Brouiller les pistes
Valse 333 est un beau voyage sonore, dans lequel le multi-instrumentiste s’est amusé à brouiller les pistes entre les pistes électroniques et celles jouées par des musiciens. Travaillant entre autres dans plusieurs appartements, Julien Sagot a capté plein de sons, de pistes musicales. « J’ai cherché à faire des toiles de fond, j’ai passé des sons dans des amplis, j’ai crotté ça. On a gardé tout ça, puis on est allés au studio Pierre Marchand, et on a passé trois jours à ajouter du velours, du gros son sur quelque chose qui était plus… lo-fi. »
Dans quelques chansons, on peut entendre du steel drum, en général assez associé aux Caraïbes.
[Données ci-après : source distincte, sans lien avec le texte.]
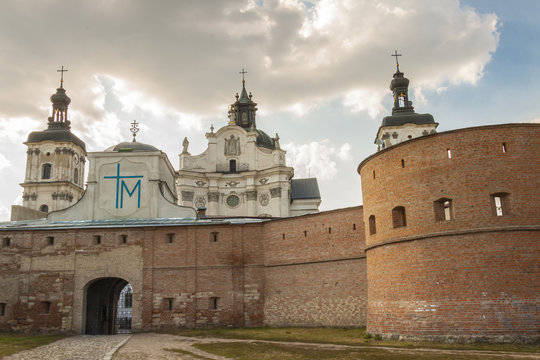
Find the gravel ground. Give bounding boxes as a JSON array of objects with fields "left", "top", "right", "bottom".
[{"left": 3, "top": 335, "right": 130, "bottom": 360}]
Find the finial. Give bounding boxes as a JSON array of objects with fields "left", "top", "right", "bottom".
[
  {"left": 129, "top": 120, "right": 139, "bottom": 142},
  {"left": 56, "top": 65, "right": 67, "bottom": 89},
  {"left": 239, "top": 69, "right": 247, "bottom": 86},
  {"left": 390, "top": 50, "right": 401, "bottom": 72}
]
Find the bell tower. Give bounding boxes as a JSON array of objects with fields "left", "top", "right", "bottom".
[{"left": 19, "top": 66, "right": 86, "bottom": 218}]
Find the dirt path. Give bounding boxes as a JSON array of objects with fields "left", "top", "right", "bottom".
[{"left": 112, "top": 333, "right": 540, "bottom": 360}]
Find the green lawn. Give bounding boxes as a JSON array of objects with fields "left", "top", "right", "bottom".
[
  {"left": 195, "top": 342, "right": 524, "bottom": 360},
  {"left": 174, "top": 327, "right": 540, "bottom": 352},
  {"left": 0, "top": 333, "right": 66, "bottom": 358}
]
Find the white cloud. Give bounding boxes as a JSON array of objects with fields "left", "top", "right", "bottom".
[{"left": 282, "top": 140, "right": 351, "bottom": 180}]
Là, son collègue et coréalisateur Antoine Binette-Mercier a réussi à colorer l’instrument bien différemment. « Ça peut être très cliché comme son, dit Sagot, mais on l’utilise dans un contexte plus électro, et c’est là que ça devient intéressant. »
Même chose pour un paquet de détails sonores, de bruitages, comme ces « bips » sur Les squelettes. « C’est du xylophone passé dans un ampli, qui est juste “crushé” ! Tu peux me demander tous les sons du disque, je sais exactement ce que j’ai mis dessus ! C’est presque tout organique. »
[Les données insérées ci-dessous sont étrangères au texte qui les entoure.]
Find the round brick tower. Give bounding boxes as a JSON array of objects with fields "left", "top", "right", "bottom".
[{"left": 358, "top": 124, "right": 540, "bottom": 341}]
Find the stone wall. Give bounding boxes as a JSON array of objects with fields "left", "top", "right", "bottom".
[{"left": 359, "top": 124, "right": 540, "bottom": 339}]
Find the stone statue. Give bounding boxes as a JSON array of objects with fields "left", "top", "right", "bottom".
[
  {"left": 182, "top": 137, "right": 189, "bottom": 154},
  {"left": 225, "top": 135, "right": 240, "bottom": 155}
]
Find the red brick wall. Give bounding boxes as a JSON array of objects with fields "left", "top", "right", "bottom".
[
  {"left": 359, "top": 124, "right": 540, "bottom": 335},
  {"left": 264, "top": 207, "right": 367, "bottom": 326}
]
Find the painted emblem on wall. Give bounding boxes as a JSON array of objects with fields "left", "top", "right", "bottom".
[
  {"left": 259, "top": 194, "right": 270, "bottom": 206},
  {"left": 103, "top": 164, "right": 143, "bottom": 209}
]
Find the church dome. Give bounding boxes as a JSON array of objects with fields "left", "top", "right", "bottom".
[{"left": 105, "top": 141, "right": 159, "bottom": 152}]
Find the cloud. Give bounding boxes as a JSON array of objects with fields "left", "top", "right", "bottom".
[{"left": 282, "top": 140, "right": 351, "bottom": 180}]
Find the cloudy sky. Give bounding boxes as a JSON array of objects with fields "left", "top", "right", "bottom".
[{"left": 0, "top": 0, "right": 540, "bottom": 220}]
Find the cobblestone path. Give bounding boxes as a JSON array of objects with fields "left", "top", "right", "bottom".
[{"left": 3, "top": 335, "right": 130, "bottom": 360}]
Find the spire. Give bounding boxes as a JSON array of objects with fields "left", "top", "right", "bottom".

Malgré toutes ces façons de faire qui peuvent sembler rébarbatives, les pièces de Valse 333 restent plutôt mélodiques, particulièrement Transsibérien, Maux de Mars et Ficelle. À l’instar de sa pochette montrant une toile d’Étienne Martin, Sagot compare sa musique à de la peinture.
« C’est collé, tout est en rapport. C’est juste que je ne travaille pas avec le même “médium”. C’est du montage, du collage, dit celui dont la femme oeuvre en art visuel. Tu regardes faire un artiste-peintre et tu vois qu’il travaille sur le fond, il remet une autre couche, et puis là il efface, et après il va mettre un arbre juste au centre… le côté organisation, le côté symétrique des choses, c’est aussi présent en musique. Il faut respecter ce côté organisé, les barèmes, quoi. »
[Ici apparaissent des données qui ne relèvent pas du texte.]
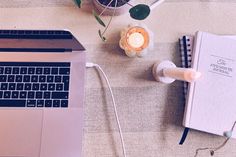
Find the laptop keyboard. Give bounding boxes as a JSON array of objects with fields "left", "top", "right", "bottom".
[{"left": 0, "top": 62, "right": 70, "bottom": 108}]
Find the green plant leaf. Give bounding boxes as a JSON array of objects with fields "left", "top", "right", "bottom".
[
  {"left": 93, "top": 10, "right": 106, "bottom": 27},
  {"left": 129, "top": 4, "right": 151, "bottom": 20},
  {"left": 98, "top": 30, "right": 107, "bottom": 42},
  {"left": 75, "top": 0, "right": 82, "bottom": 8}
]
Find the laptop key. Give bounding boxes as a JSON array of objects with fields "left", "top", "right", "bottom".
[
  {"left": 40, "top": 83, "right": 47, "bottom": 90},
  {"left": 24, "top": 83, "right": 31, "bottom": 90},
  {"left": 8, "top": 83, "right": 16, "bottom": 90},
  {"left": 20, "top": 68, "right": 27, "bottom": 74},
  {"left": 59, "top": 68, "right": 70, "bottom": 75},
  {"left": 47, "top": 76, "right": 53, "bottom": 82},
  {"left": 0, "top": 99, "right": 26, "bottom": 107},
  {"left": 23, "top": 75, "right": 30, "bottom": 82},
  {"left": 28, "top": 68, "right": 35, "bottom": 74},
  {"left": 11, "top": 91, "right": 19, "bottom": 98},
  {"left": 52, "top": 100, "right": 60, "bottom": 107},
  {"left": 4, "top": 67, "right": 12, "bottom": 74},
  {"left": 36, "top": 68, "right": 43, "bottom": 74},
  {"left": 43, "top": 92, "right": 51, "bottom": 99},
  {"left": 31, "top": 75, "right": 39, "bottom": 82},
  {"left": 36, "top": 92, "right": 43, "bottom": 99},
  {"left": 16, "top": 75, "right": 23, "bottom": 82},
  {"left": 61, "top": 100, "right": 68, "bottom": 107},
  {"left": 45, "top": 100, "right": 52, "bottom": 107},
  {"left": 0, "top": 91, "right": 3, "bottom": 98},
  {"left": 7, "top": 75, "right": 15, "bottom": 82},
  {"left": 20, "top": 91, "right": 27, "bottom": 99},
  {"left": 51, "top": 68, "right": 58, "bottom": 75},
  {"left": 27, "top": 92, "right": 35, "bottom": 99},
  {"left": 55, "top": 76, "right": 62, "bottom": 82},
  {"left": 39, "top": 76, "right": 46, "bottom": 82},
  {"left": 56, "top": 83, "right": 63, "bottom": 91},
  {"left": 12, "top": 67, "right": 20, "bottom": 74},
  {"left": 32, "top": 83, "right": 39, "bottom": 90},
  {"left": 1, "top": 83, "right": 8, "bottom": 90},
  {"left": 43, "top": 68, "right": 50, "bottom": 74},
  {"left": 0, "top": 75, "right": 7, "bottom": 82},
  {"left": 27, "top": 100, "right": 36, "bottom": 107},
  {"left": 52, "top": 92, "right": 69, "bottom": 99},
  {"left": 48, "top": 83, "right": 55, "bottom": 91},
  {"left": 16, "top": 83, "right": 24, "bottom": 90},
  {"left": 0, "top": 67, "right": 4, "bottom": 74},
  {"left": 37, "top": 100, "right": 44, "bottom": 107},
  {"left": 3, "top": 91, "right": 11, "bottom": 98}
]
Sagot transposera ses nouvelles couleurs sur scène en format trio, un choix audacieux étant donné la vaste palette sonore et rythmique du disque. Mais le défi ne fait pas peur au chanteur. Il s’estime aussi beaucoup mieux préparé que lors de sa première tournée. « J’étais un petit peu frêle ! Je manquais un petit peu d’expérience, je voulais saborder beaucoup de choses. J’ai fait la paix avec tout ça et j’apprends à déplacer le focus, à me faire du fun plutôt que de penser uniquement à la musique. J’étais trop “bibitte” dans ma tête et j’avais oublié qu’il y avait une importance au spectacle, au niveau de l’allure, de la présence. Ce sont des choses auxquelles je ne m’étais jamais arrêté. Là, regarde, j’ai même des bretelles ! » Parfait pour valser en toute sécurité.
Julien Sagot sera en concert au Coup de coeur francophone avec Bernhari le 7 novembre à 20 h au Lion d’Or.